In a day mark by the shattering of three world’s records and two Olympic standards, Yankee fortunes again ebbed and flowed. It was not so disastrous as the day before, however, for Hahn’s defeat was offset by a triumph by Ed Hamm in the running broad jump and victory for little Miss Elizabeth Robinson in the women’s 100-meter finals in the world’s record time of 12 1-5 seconds.


Hamm wound up the most sensational broad jumping campaign any human kangaroo ever had by adding the world’s championship to his national and world’s record holding honors. His winning leap of 25 feet, four and three-fourth inches displaced the Olympic mark set in 1912 by the American, A. L. Gutterson, and gave the Georgia Tech star possession of all the jumping honors worth mentioning. He out-leaped S. P. Casor, negro rival from Haiti, and his own countryman, Al Bates, who finished third, while the former champion, Dehart Hubbard, failed to reach the finals.

Miss Robinson, the only Yankee to reach the women’s sprint final, beat two Canadians and one German rival, finishing a great closing spurt to beat the Canadian favorite Fanny Rosenfeld by two feet.

It took a world’s record distance throw of 39.62 meters or 129 feet, 11 113-128 inches by a Husky Polish lass, Halina Konopacka, to beat another American feminine star, Lillian Copeland, who finished second with 37.08 meters or 121 feet, 7 111-128 inches.

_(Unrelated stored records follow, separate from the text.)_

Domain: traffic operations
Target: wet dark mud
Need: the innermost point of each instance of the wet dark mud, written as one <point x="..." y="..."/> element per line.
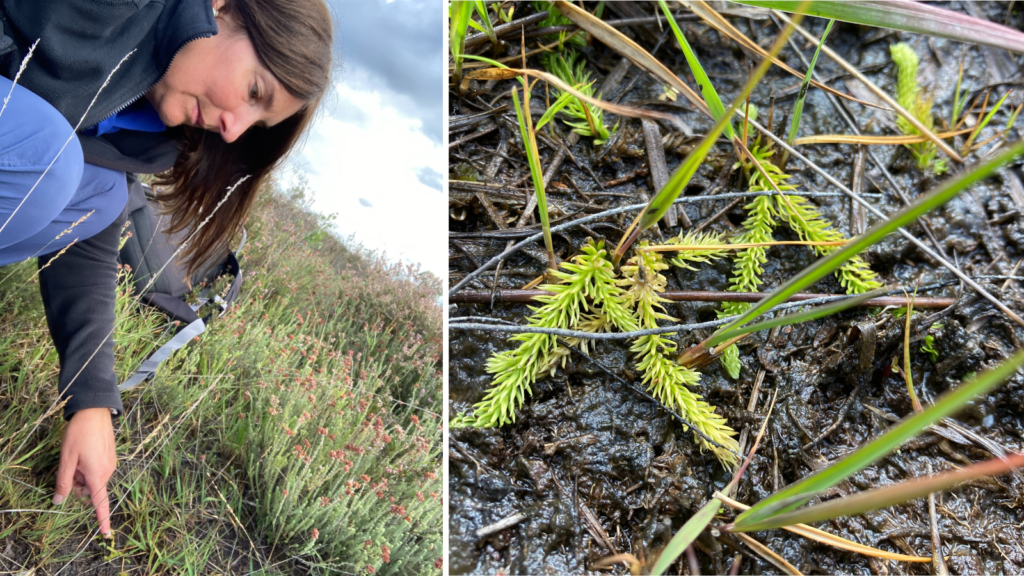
<point x="592" y="468"/>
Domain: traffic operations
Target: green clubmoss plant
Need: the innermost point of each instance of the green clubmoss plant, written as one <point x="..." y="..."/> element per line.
<point x="908" y="96"/>
<point x="668" y="381"/>
<point x="589" y="119"/>
<point x="764" y="214"/>
<point x="589" y="275"/>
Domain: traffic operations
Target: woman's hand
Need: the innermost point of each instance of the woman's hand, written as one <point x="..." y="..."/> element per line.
<point x="88" y="457"/>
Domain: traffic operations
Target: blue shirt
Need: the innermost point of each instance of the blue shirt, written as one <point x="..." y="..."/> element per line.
<point x="139" y="116"/>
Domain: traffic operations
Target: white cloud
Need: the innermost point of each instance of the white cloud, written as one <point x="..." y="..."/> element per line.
<point x="366" y="149"/>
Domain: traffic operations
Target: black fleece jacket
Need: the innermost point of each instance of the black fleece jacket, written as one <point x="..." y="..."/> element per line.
<point x="80" y="42"/>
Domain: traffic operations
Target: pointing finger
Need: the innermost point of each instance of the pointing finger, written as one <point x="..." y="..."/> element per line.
<point x="66" y="475"/>
<point x="102" y="505"/>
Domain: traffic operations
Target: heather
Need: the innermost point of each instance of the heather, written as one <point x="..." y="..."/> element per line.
<point x="299" y="435"/>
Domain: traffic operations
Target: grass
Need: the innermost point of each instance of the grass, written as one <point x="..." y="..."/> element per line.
<point x="299" y="435"/>
<point x="641" y="273"/>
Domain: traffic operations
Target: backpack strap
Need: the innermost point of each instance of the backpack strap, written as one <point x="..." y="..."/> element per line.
<point x="148" y="368"/>
<point x="180" y="311"/>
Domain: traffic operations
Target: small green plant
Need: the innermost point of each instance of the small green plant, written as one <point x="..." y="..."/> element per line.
<point x="484" y="24"/>
<point x="668" y="381"/>
<point x="908" y="96"/>
<point x="557" y="18"/>
<point x="590" y="119"/>
<point x="764" y="214"/>
<point x="589" y="275"/>
<point x="590" y="297"/>
<point x="503" y="14"/>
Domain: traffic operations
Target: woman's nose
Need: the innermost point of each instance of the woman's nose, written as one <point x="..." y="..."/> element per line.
<point x="233" y="124"/>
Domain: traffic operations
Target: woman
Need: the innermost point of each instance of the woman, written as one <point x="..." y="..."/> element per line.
<point x="212" y="91"/>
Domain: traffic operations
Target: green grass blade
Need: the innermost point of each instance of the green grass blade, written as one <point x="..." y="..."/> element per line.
<point x="985" y="121"/>
<point x="561" y="103"/>
<point x="812" y="314"/>
<point x="459" y="16"/>
<point x="890" y="495"/>
<point x="873" y="451"/>
<point x="823" y="266"/>
<point x="798" y="109"/>
<point x="481" y="10"/>
<point x="534" y="157"/>
<point x="1013" y="118"/>
<point x="704" y="83"/>
<point x="686" y="535"/>
<point x="957" y="95"/>
<point x="668" y="195"/>
<point x="908" y="16"/>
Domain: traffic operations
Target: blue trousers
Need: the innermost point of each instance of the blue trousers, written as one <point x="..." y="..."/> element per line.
<point x="45" y="191"/>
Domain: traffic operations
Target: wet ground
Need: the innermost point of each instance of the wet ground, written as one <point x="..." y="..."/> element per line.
<point x="594" y="468"/>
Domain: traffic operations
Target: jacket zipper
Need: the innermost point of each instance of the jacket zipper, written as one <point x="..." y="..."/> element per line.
<point x="142" y="93"/>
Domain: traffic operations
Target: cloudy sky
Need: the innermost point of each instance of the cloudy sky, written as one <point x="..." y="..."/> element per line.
<point x="376" y="157"/>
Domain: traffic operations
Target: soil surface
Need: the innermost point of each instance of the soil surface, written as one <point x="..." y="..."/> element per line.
<point x="596" y="468"/>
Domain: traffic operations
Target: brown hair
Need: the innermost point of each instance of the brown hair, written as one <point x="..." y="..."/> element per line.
<point x="292" y="38"/>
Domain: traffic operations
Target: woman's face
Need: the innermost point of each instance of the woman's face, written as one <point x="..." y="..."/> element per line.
<point x="219" y="84"/>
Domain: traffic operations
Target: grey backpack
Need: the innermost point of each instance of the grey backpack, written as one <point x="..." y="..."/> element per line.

The third world’s record was clipped by the rangy South African hurdler G. C. Weightman-Smith, who beat the American John Collier, by half a yard as he skimmed the 110 meter high timbers in 14 3-5 seconds. Carl Ring of the United States was fourth in his heat and thus did not qualify. Weightman-Smith’s performance followed the semi-final triumphs by two other Americans, Leighton Dye and Stephen Anderson, each equaling the former world’s record of 14 4-5 seconds made by Earl Thompson in 1920.

American sprinters suffered a fresh setback in the 200 meter trials when Charley Borah was nosed out for the second qualifying place by Percy Williams, the Canadian youth who won the 100 meter race yesterday. Helmut Koernig, German ace, captured this heat, equaling the Olympic record of 21 3-5 seconds.

The other three Americans each came through two heats easily to qualify for the semi-finals tomorrow. Jackson Scholz, the defending champion, and Charley Paddock won their second trials in similar time of 21 4-5, while Henry Cumming placed second to the German Jacob Schuller in 22 flat in the second heat.

The 5,000 meter trials, determining 12 competitors for the finals Friday, gave two young Boston A. A. stars, Leo Lermond and Macauley Smith, the chance to shine. Lermond won the first heat in the day’s best time, 15 minutes, 2 3-5 seconds.

Smith had the moral satisfaction of leading the great Paavo Nurmi at least for a day.

The American, running third most of the way behind Edvin Wide of Sweden, rushed out in the final lap to win by a big margin. The Scandinavians did not chase him, being satisfied to qualify.